Quand des propos sexistes peuvent coûter des millions de dollars

Le mouvement #MeToo de dénonciation des comportements sexuels inappropriés s'étend aussi au monde de la finance.

Le mouvement #MeToo s’étend aussi au monde de la finance, comme l’a appris à ses dépens une figure haute en couleur de Wall Street, qui a perdu la gestion d’environ un milliard de dollars après des propos sexistes.

Ken Fisher, un conseiller financier toujours tiré à quatre épingles dans les publicités, vantant son expertise, régulièrement diffusées sur les chaînes financières américaines, était invité début octobre à une conférence à San Francisco. Il tient alors sur scène des propos à forte connotation sexuelle, comparant notamment le recrutement d’un nouveau client à la drague lourdingue d’une fille dans un bar.

La conférence était censée rester privée. Mais un participant, outré, déplore dans une vidéo diffusée sur Twitter les références aux « parties génitales » ou à l’utilisation de drogues. « Les propos tenus par Ken Fisher étaient tout simplement horribles », y affirme-t-il en soulignant que plusieurs femmes présentes lui ont rapporté avoir été « mal à l’aise ».

Le financier s’est depuis excusé, affirmant dans un message transmis à l’AFP « être conscient que ce genre de langage n’a pas sa place dans notre entreprise ou secteur ».

– Frasques des traders –

Trop tard. Plusieurs entités ont décidé de rompre les ponts avec la firme fondée par le financier, Fisher Investments qui gère au total 112 milliards de dollars pour le compte de divers clients. Le fonds de pension de la ville de Boston par exemple a retiré ses billes, son maire justifiant dans un tweet: « Boston n’investira pas dans des entreprises dont les dirigeants traitent les femmes comme des marchandises ».

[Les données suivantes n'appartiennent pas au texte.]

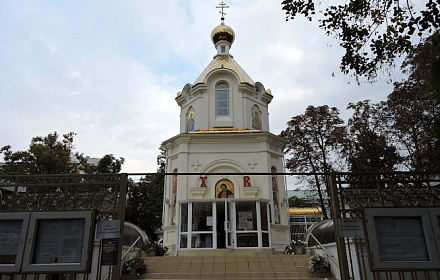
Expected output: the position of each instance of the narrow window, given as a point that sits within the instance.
(222, 100)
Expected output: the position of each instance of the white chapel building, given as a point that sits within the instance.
(224, 141)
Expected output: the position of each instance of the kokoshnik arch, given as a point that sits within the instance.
(224, 128)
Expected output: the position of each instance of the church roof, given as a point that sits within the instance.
(224, 62)
(224, 130)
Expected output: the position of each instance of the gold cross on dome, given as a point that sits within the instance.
(222, 6)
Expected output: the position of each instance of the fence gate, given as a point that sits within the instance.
(356, 196)
(29, 198)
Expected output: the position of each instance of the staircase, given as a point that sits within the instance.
(231, 265)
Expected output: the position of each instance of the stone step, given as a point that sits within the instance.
(270, 267)
(238, 275)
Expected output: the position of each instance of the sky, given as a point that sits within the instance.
(109, 70)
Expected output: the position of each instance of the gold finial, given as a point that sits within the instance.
(222, 6)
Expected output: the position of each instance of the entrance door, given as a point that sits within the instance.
(229, 224)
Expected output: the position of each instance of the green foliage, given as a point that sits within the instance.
(49, 155)
(145, 200)
(296, 247)
(319, 264)
(134, 266)
(46, 155)
(110, 164)
(314, 141)
(370, 148)
(372, 33)
(152, 248)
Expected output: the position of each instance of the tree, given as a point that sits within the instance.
(145, 200)
(49, 155)
(314, 142)
(372, 33)
(369, 148)
(413, 109)
(46, 155)
(109, 164)
(295, 201)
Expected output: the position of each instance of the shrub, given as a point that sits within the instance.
(152, 248)
(319, 264)
(296, 247)
(134, 266)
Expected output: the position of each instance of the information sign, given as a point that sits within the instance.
(108, 229)
(351, 228)
(109, 251)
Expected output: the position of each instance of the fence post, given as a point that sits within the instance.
(116, 271)
(336, 215)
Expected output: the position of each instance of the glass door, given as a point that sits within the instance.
(229, 224)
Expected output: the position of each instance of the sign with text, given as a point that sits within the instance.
(108, 229)
(351, 228)
(109, 251)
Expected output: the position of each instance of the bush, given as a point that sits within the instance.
(152, 248)
(296, 247)
(319, 264)
(134, 266)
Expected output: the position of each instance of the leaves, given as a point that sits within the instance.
(49, 155)
(373, 33)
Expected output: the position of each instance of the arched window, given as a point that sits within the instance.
(222, 100)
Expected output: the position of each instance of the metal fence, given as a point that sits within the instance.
(105, 194)
(352, 193)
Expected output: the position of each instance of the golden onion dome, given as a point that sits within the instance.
(222, 33)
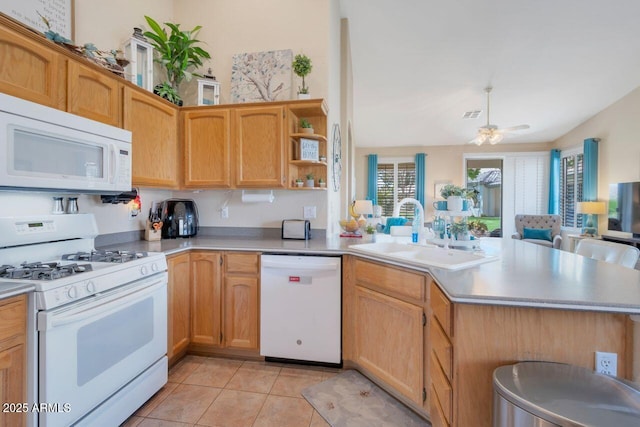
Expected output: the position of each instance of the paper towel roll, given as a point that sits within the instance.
(257, 197)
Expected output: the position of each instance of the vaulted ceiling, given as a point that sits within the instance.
(419, 65)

Selon un relevé de la chaîne CNBC, Fisher Investments a vu en quelques jours s’évaporer environ un milliard de dollars à gérer.

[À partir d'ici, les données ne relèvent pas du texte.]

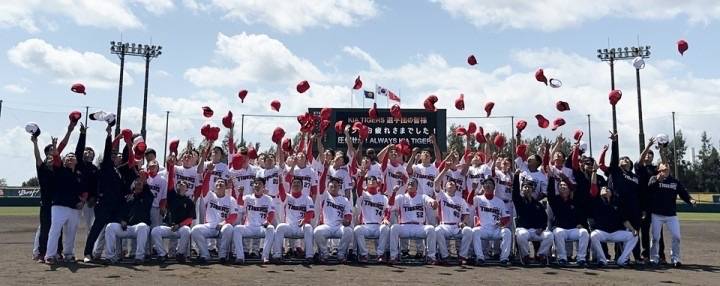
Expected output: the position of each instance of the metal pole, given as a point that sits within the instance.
(167, 119)
(87, 109)
(512, 129)
(641, 135)
(122, 71)
(242, 128)
(674, 147)
(589, 136)
(147, 69)
(612, 87)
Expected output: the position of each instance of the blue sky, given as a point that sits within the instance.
(211, 49)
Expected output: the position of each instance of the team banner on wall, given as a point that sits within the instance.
(416, 125)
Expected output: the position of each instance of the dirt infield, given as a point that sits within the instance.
(700, 249)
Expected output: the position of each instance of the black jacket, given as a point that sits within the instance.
(663, 195)
(530, 213)
(179, 209)
(606, 215)
(137, 207)
(625, 186)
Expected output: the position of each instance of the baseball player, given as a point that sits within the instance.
(610, 224)
(491, 221)
(299, 211)
(259, 213)
(221, 214)
(273, 174)
(453, 211)
(133, 223)
(178, 219)
(411, 213)
(68, 199)
(569, 220)
(664, 190)
(47, 185)
(335, 220)
(532, 222)
(158, 188)
(374, 219)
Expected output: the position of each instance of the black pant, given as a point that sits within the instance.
(645, 238)
(102, 218)
(45, 222)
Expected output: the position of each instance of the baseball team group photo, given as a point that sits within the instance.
(293, 143)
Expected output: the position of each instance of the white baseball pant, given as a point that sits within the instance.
(241, 232)
(161, 232)
(576, 234)
(656, 225)
(88, 215)
(379, 231)
(417, 231)
(524, 236)
(485, 233)
(293, 231)
(114, 231)
(324, 232)
(624, 236)
(444, 232)
(201, 232)
(69, 218)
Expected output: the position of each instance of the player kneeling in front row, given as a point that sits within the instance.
(453, 211)
(259, 213)
(411, 215)
(335, 219)
(609, 225)
(133, 223)
(177, 221)
(569, 221)
(299, 212)
(491, 221)
(374, 219)
(221, 212)
(531, 221)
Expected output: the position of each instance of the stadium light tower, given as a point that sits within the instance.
(139, 50)
(638, 54)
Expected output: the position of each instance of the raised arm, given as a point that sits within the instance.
(436, 149)
(66, 138)
(615, 153)
(348, 141)
(36, 151)
(646, 150)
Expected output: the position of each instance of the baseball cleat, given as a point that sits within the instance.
(563, 262)
(180, 258)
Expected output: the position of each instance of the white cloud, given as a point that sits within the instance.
(253, 58)
(14, 88)
(551, 15)
(292, 16)
(65, 65)
(363, 55)
(114, 14)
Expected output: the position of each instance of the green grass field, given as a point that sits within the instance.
(33, 211)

Cela pourrait s’aggraver puisque la puissante société financière Fidelity se dit « très concernée par les commentaires complètement inappropriés » de M. Fisher et « est en train de réévaluer sa collaboration » avec lui, a indiqué à l’AFP un porte-parole.

Si les frasques de toutes natures et le vocabulaire outrancier des traders de Wall Street ont fait l’objet de nombreux films, les patrons de grands groupes s’en tiennent généralement à une certaine réserve. « La valeur d’une entreprise est liée à son image et un directeur général y est associé », souligne Charles Elson, enseignant spécialisé dans les questions de gouvernance à l’université du Delaware. « C’est pourquoi il vaut mieux, quand ils s’expriment publiquement, qu’ils ne parlent que de leur activité et qu’ils évitent toute controverse politique ou sociale », ajoute-t-il. « Quand ils le font, cela crée naturellement des problèmes. »

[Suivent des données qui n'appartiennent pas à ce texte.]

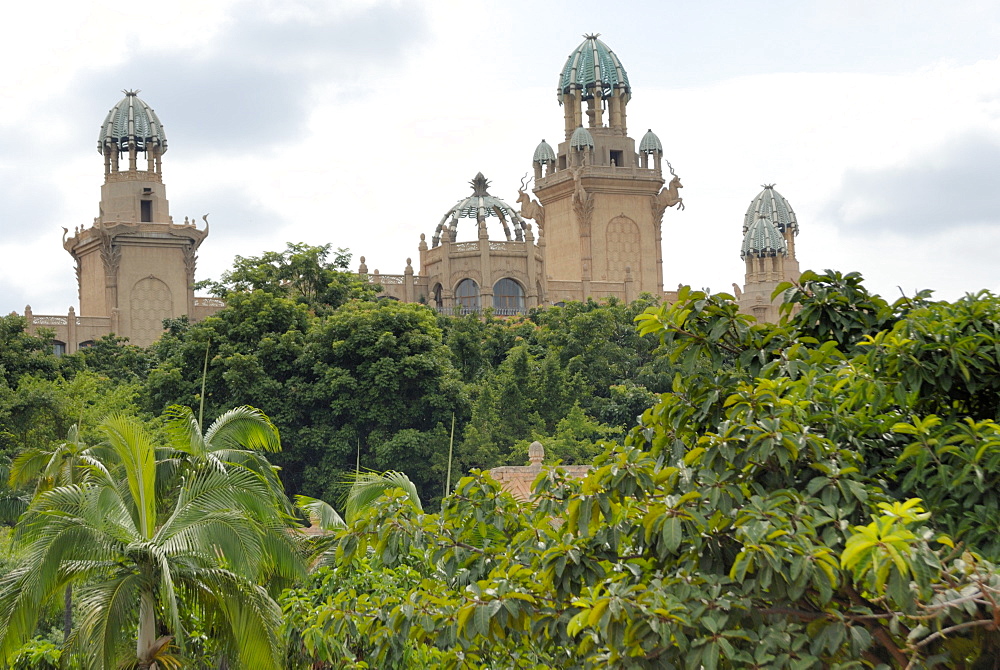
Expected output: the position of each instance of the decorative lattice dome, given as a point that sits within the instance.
(544, 153)
(132, 120)
(763, 239)
(581, 139)
(773, 205)
(480, 206)
(650, 144)
(590, 66)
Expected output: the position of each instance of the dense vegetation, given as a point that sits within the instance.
(819, 493)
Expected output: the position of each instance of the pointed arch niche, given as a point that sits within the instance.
(150, 302)
(623, 248)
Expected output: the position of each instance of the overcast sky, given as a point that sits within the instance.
(359, 123)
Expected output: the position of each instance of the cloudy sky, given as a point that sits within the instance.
(360, 122)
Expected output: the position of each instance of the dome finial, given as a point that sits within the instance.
(480, 185)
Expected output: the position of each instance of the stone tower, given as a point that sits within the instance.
(135, 266)
(602, 201)
(769, 230)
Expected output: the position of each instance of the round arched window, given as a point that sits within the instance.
(467, 295)
(508, 297)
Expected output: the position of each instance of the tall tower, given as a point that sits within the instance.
(602, 201)
(769, 230)
(134, 265)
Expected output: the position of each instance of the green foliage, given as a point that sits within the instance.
(319, 639)
(763, 514)
(301, 273)
(146, 547)
(577, 439)
(37, 654)
(23, 354)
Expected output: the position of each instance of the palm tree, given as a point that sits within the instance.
(137, 560)
(367, 487)
(237, 438)
(66, 463)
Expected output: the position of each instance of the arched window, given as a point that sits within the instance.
(467, 296)
(508, 297)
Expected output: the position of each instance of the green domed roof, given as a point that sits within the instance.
(544, 153)
(593, 65)
(480, 205)
(581, 139)
(773, 205)
(650, 143)
(132, 119)
(763, 239)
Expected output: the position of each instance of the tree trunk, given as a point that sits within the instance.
(147, 629)
(68, 613)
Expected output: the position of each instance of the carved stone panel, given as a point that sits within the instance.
(624, 248)
(150, 303)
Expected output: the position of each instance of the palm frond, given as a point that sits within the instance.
(137, 452)
(184, 431)
(367, 487)
(320, 513)
(243, 428)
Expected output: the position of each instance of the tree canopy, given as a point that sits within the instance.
(819, 493)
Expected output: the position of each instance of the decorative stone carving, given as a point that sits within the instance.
(667, 197)
(190, 261)
(111, 254)
(623, 246)
(584, 209)
(151, 303)
(530, 209)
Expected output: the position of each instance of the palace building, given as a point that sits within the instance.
(589, 226)
(599, 213)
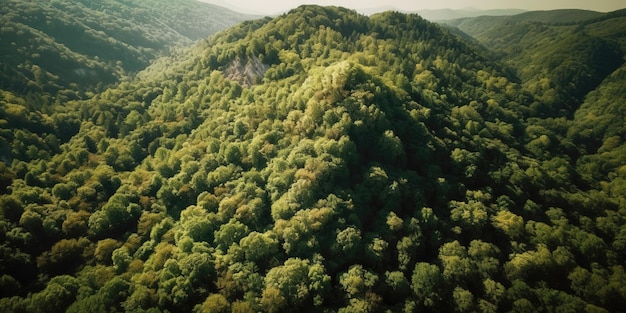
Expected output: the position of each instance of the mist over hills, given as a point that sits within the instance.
(324, 160)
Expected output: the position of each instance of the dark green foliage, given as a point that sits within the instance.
(324, 161)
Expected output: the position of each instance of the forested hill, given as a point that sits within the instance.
(560, 55)
(319, 161)
(72, 46)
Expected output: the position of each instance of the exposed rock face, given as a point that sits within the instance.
(246, 71)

Le co-fondateur d’Uber, Travis Kalanick, a ainsi été poussé vers la sortie en 2017 sur fond d’accusations de sexisme et de harcèlement au travail.

Elon Musk a perdu le titre de président du conseil d’administration de son entreprise, Tesla, à la suite de plusieurs messages insultants envers le gendarme de la Bourse.

Le co-fondateur de WeWork, Adam Neumann, a en septembre choisi de quitter ses fonctions de directeur général car l’attention portée sur son comportement jugé parfois étrange était, selon ses propres mots, « devenue une distraction importante ».

– « Mad Men » –

Dans le monde de la finance, les propos de M. Fisher ont été largement dénoncés.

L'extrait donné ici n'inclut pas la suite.